Spider Tales – Jake Blount

Jake Blount’s latest record ‘Spider Tales’ explores the stories and often overlooked African-American influences woven through the Appalachian folk genre

Spider Tales

Jake Blount

  • Bluegrass
  • Appalachian
  • Folk

  1. Goodbye Honey You Call That Gone
  2. Roustabout
  3. Where Did You Sleep Last Night
  4. Old-Timey Grey Eagle
  5. Move, Daniel
  6. Blackbird Says to The Crow
  7. Brown Skin Baby
  8. English Chicken
  9. Rocky Road To Dublin
  10. The Angels Done Bowed Down
  11. Beyond This Wall
  12. Boll Weevil
  13. Done Gone
  14. Mad Mama’s Blues

Delving deep into the history of the Appalachian genre, Jake Blount's new record, 'Spider Tales' highlights the role of the enslaved African American community in the music and the inspiration of the legendary African trickster known as Anansi the Spider. The practice of telling spider tales in music and words, known as an act of rebellion and the music and stories in this collection, handed down through generations of African Americans ensure that those stories survive.

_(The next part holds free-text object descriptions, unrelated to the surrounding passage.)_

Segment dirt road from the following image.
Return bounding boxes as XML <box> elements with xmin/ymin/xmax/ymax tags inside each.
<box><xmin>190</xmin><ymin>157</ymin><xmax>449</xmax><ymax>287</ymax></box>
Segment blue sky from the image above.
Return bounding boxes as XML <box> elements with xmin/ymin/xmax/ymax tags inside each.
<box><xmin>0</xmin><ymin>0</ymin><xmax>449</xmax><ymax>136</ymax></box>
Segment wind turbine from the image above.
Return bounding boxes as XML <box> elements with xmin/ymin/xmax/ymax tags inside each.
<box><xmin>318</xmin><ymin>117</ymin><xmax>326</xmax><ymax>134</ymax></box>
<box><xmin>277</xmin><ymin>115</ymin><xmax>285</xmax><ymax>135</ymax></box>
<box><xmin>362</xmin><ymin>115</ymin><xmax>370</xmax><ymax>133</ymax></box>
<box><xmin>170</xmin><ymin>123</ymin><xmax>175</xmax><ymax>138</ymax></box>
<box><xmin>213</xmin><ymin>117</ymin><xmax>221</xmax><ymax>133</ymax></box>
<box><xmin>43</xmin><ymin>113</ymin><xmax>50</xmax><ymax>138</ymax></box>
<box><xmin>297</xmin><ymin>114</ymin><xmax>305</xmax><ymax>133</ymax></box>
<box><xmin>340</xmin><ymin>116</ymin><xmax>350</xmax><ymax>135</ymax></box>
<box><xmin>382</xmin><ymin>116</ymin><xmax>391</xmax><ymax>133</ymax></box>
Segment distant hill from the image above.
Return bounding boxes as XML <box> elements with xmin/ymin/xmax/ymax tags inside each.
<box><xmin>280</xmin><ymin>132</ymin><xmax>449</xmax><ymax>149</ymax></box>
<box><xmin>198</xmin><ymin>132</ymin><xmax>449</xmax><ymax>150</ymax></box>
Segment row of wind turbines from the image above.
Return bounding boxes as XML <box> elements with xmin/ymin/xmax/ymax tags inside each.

An accomplished banjo and fiddle player, Blount’s light earthy vocal is perfectly suited to the music and when joined by fiddle player Tatiana Hargreaves, the playing and vocal harmonies combine to realise the spirit of the music.

The songs are sometimes brutal; Josie Miles’ ‘Mad Mama’s Blues’ with its blood-soaked streets, Leadbelly’s ‘Where Did You Sleep Last Night’ with its thinly-veiled take on lynching. There’s an apocalyptic feel to ‘The Angels Done Bowed Down’, while the rawness of instrumental ‘Old Time-Grey Eagle’ is stark.

‘Move Daniel’ originally composed by the enslaved Gulliah-Geeche people out of desperation to guide one of their one (Daniel) to steal food from their master to prevent them from starving shows how the communities who composed these songs had to think and act covertly just to survive.

Addressing racism behind the common theft of songs and tunes, ‘Boll Weevil’ is credited to Tommy Jarrell who learned it from a black woman yet never gave her credit. Similarly, ‘Blackbird Says To The Crow’ by Cuje Bertram – a popular fiddler and music teacher – was never properly acknowledged because of the colour of his skin.

In curating this collection of music, Jake Blount clearly feels a love for and shows a deep academic understanding of it. Over all, ‘Spider Tales’ is an engrossing listen that takes a refreshing look at the history of the music, the often brutal stories behind it, and challenges the whitewashed stereotype associated with its origins.